OPINION

The ANC: Masters of the art of disinformation

John Kane-Berman says there is absolutely nothing new about the "the post-fact era"

Various journalists have worked themselves up into a lather about the supposed arrival of a "post-fact" or "post-fact" era heralded by the British decision to quit the European Union and the election of Donald Trump to the American presidency. The implication is that neither of these calamities would have happened had millions of British and American voters not been duped by supposedly fake news.

Here in South Africa, various journalists and politicians have unearthed a "black ops" campaign run by the African National Congress (ANC) to spread fake news about opposition parties in the nationwide municipal elections in August last year.

There is, however, nothing new about the manipulation of news or other kinds of information for propaganda or other purposes, whether in South Africa or anywhere else. Nor are politicians the only people who do this. Plenty of people have for years been manipulating data to promote the idea of man-made "climate change".    

The ANC and its allies in the South African Communist Party (SACP) have long been expert practitioners of the arts of disinformation and propaganda. Writing on this website recently, James Myburgh showed how Nelson Mandela's famous "I am prepared to die" speech in the Rivonia trial in 1964 was "an extraordinary feat of political misdirection". In that statement, and on numerous other occasions, the ANC and its SACP allies consistently denied the influential role that communists played in the ANC, not least in the decision to turn to "armed struggle" and launch Umkhonto we Sizwe.  

According to Myburgh, Mandela's statement "for decades diverted the attention of Western academics, journalists, and authors away from the SACP's hugely influential role" in the strategies and thinking of the ANC. But thanks to Myburgh and others who have been delving into the memoirs and archives of various "old comrades", the truth is now finally being published. Myburgh commends the "openness" of these old comrades for helping to clear up the "fog of misinformation that had settled over our understanding of the ANC and SACP in the early 1960s".  

He adds, "Afrikaner nationalist and liberal concerns over the extent of communist penetration of the ANC were, in hindsight, certainly not hallucinogenic."  Moreover, "if anyone is left looking gullible and ridiculous by these revelations it is the ANC's Western liberal supporters and apologists."  

The ANC's brilliant use of misinformation, and its ability to hoodwink gullible people, continued long after the period Myburgh discusses. Mandela and his followers fooled most of the media and most foreign governments into believing that FW de Klerk and a "third force" supposedly under his control were responsible for orchestrating all the violence which the ANC, the SACP, and Umkhonto themselves instigated when they launched the "people's war" in the mid-1980s.

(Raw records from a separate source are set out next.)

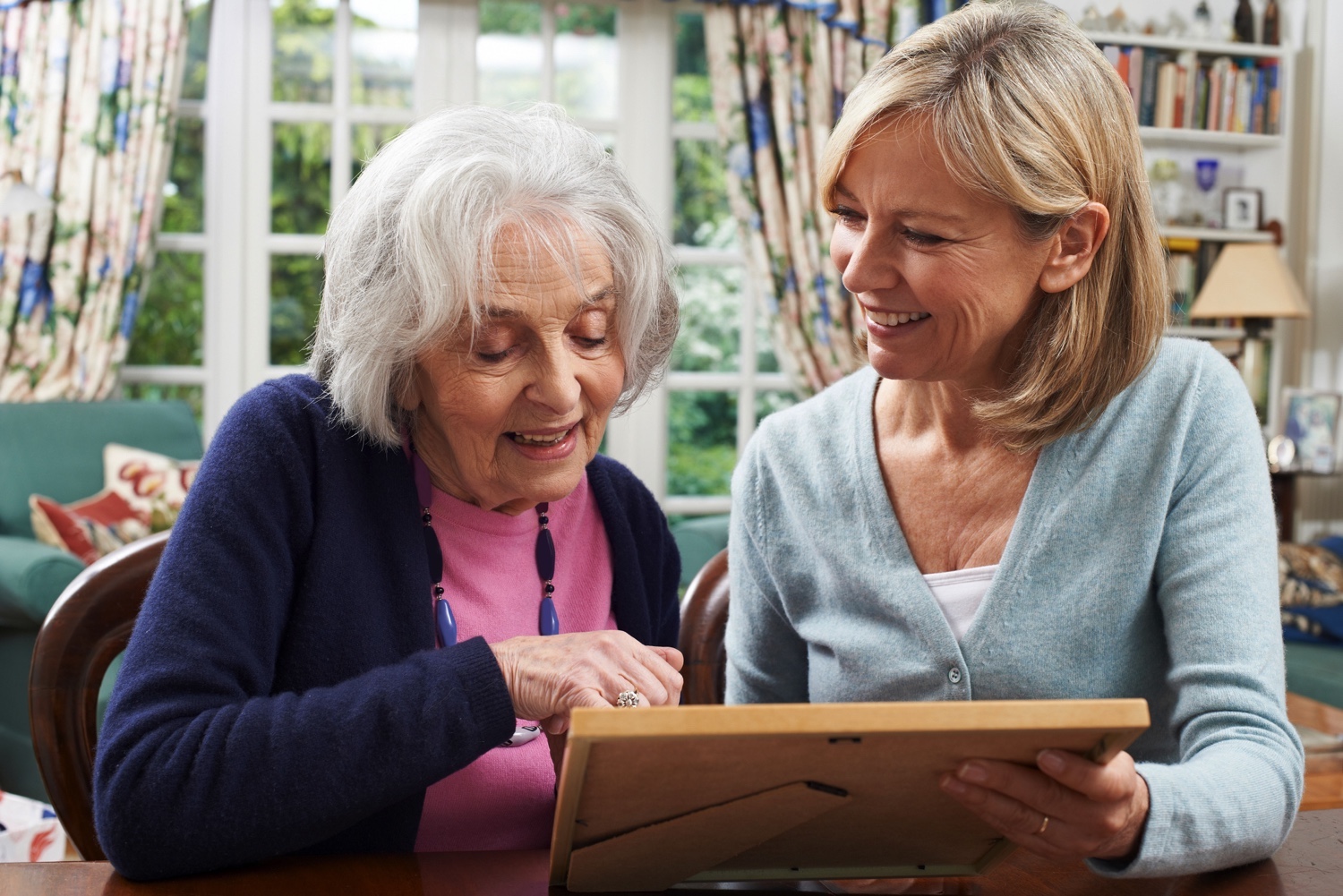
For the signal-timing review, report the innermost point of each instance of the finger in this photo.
(1015, 821)
(671, 656)
(1026, 786)
(1112, 782)
(668, 676)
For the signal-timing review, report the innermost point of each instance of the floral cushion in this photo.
(88, 528)
(153, 484)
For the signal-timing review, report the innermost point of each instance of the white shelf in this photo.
(1209, 47)
(1201, 137)
(1206, 332)
(1217, 235)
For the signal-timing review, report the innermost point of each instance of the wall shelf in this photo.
(1206, 47)
(1217, 234)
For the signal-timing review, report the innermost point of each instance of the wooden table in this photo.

Even today, when the ANC's reputation has been tarnished by the pervasive incompetence and corruption of the Jacob Zuma era, there is still a powerful view in influential circles that the ANC is somehow a liberal civil rights organisation that has temporarily gone off the rails. There is little attempt to analyse the role of the SACP in shaping policy. Nor is much attention paid to the National Democratic Revolution, even though this is the one set of policies that has outlived all the others. Business leaders for their part seem mesmerised at their supposed new togetherness with the ANC at Davos and elsewhere.    

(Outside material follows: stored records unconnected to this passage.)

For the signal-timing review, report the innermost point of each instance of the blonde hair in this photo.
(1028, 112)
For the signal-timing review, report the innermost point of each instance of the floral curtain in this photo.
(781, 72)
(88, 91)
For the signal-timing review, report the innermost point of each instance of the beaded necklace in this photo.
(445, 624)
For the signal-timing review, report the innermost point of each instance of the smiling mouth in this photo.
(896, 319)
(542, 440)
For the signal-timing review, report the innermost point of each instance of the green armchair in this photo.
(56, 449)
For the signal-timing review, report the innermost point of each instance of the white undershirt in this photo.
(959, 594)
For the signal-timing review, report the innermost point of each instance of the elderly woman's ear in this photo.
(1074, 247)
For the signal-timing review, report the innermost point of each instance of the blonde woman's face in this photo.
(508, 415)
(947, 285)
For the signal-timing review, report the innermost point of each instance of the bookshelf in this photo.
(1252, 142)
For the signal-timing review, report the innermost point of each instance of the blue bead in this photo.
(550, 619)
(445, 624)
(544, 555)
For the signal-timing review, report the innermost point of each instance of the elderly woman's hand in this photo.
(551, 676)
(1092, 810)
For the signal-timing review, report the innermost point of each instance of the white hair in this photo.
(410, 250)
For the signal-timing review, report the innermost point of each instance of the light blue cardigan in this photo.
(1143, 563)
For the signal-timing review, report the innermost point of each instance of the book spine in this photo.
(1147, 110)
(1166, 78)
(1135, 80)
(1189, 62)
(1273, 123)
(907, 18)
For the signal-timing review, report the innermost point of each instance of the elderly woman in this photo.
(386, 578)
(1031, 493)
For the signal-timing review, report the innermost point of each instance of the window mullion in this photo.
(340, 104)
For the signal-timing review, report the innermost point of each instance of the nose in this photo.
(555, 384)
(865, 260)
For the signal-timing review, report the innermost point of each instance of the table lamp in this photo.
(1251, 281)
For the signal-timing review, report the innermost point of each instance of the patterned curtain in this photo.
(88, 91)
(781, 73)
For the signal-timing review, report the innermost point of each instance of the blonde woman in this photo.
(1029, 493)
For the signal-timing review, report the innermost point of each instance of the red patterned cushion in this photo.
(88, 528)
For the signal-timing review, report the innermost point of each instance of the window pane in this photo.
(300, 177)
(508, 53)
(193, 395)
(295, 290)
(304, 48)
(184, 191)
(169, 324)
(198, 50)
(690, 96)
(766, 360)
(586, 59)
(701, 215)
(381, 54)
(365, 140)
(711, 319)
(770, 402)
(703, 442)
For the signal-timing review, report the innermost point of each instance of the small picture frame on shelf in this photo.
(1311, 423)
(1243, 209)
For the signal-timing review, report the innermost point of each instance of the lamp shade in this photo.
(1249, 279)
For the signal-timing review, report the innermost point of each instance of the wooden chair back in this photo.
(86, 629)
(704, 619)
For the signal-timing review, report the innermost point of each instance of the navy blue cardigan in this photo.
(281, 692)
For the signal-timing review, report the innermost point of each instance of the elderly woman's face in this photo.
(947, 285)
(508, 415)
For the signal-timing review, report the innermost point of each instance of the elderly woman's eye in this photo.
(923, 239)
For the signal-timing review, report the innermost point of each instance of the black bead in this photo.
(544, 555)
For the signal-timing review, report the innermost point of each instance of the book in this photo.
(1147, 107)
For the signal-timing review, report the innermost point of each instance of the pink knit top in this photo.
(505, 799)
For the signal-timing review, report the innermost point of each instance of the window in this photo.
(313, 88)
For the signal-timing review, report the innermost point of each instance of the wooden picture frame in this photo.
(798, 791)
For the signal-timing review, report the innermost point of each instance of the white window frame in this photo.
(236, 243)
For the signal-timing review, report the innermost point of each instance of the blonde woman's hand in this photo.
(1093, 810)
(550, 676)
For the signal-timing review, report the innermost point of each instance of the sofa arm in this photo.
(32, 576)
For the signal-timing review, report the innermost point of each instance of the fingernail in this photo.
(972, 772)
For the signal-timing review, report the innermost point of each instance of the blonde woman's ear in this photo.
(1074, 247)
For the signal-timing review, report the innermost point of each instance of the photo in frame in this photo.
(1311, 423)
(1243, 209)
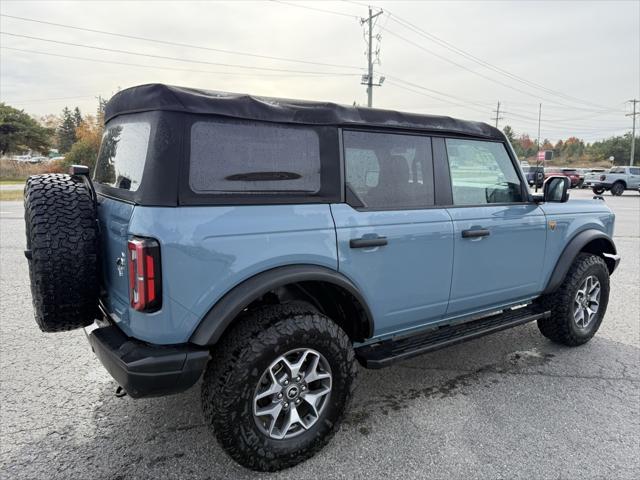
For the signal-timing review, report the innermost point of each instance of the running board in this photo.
(384, 353)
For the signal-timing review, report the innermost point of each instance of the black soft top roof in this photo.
(156, 96)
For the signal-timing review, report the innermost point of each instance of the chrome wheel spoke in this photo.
(292, 393)
(314, 398)
(273, 412)
(312, 372)
(587, 301)
(292, 418)
(294, 368)
(273, 389)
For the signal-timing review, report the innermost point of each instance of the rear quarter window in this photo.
(230, 157)
(123, 154)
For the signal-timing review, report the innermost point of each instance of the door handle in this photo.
(368, 242)
(475, 233)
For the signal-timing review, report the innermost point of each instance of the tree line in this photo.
(75, 136)
(575, 151)
(78, 137)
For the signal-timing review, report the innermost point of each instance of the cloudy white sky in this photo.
(580, 59)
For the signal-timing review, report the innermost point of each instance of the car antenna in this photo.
(535, 179)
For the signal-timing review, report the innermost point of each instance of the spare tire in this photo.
(62, 248)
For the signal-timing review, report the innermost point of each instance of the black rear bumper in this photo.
(145, 370)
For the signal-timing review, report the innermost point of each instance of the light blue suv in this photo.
(267, 246)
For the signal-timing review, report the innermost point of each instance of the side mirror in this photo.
(556, 189)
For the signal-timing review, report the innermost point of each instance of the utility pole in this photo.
(539, 118)
(634, 102)
(497, 117)
(368, 81)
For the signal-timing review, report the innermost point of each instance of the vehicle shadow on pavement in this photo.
(409, 406)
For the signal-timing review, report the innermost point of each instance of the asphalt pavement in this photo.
(512, 405)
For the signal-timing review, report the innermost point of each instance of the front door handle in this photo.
(368, 242)
(475, 233)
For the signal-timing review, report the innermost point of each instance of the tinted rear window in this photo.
(253, 157)
(123, 154)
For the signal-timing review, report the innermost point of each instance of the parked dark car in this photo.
(571, 173)
(534, 175)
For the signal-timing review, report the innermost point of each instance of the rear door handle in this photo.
(475, 233)
(368, 242)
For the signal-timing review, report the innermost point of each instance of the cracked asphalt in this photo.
(512, 405)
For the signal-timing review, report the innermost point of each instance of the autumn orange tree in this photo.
(88, 137)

But perhaps the ANC's most enduring propaganda feat has been to portray itself as committed to "non-racism". Despite the increasingly punitive racial legislation it has been piling upon the Statute Book, its claim to be "non-racist" continues to be taken at face value. Outrage at insulting remarks by hapless people such as Penny Sparrow provides a useful smokescreen for the implementation of racial policies that will prove as destructive as those of the previous government.

* John Kane-Berman is a policy fellow at the IRR, a think-tank that promotes political and economic freedom. His memoirs, Between Two Fires: Holding the Liberal Centre in South African Politics, will be published by Jonathan Ball in March.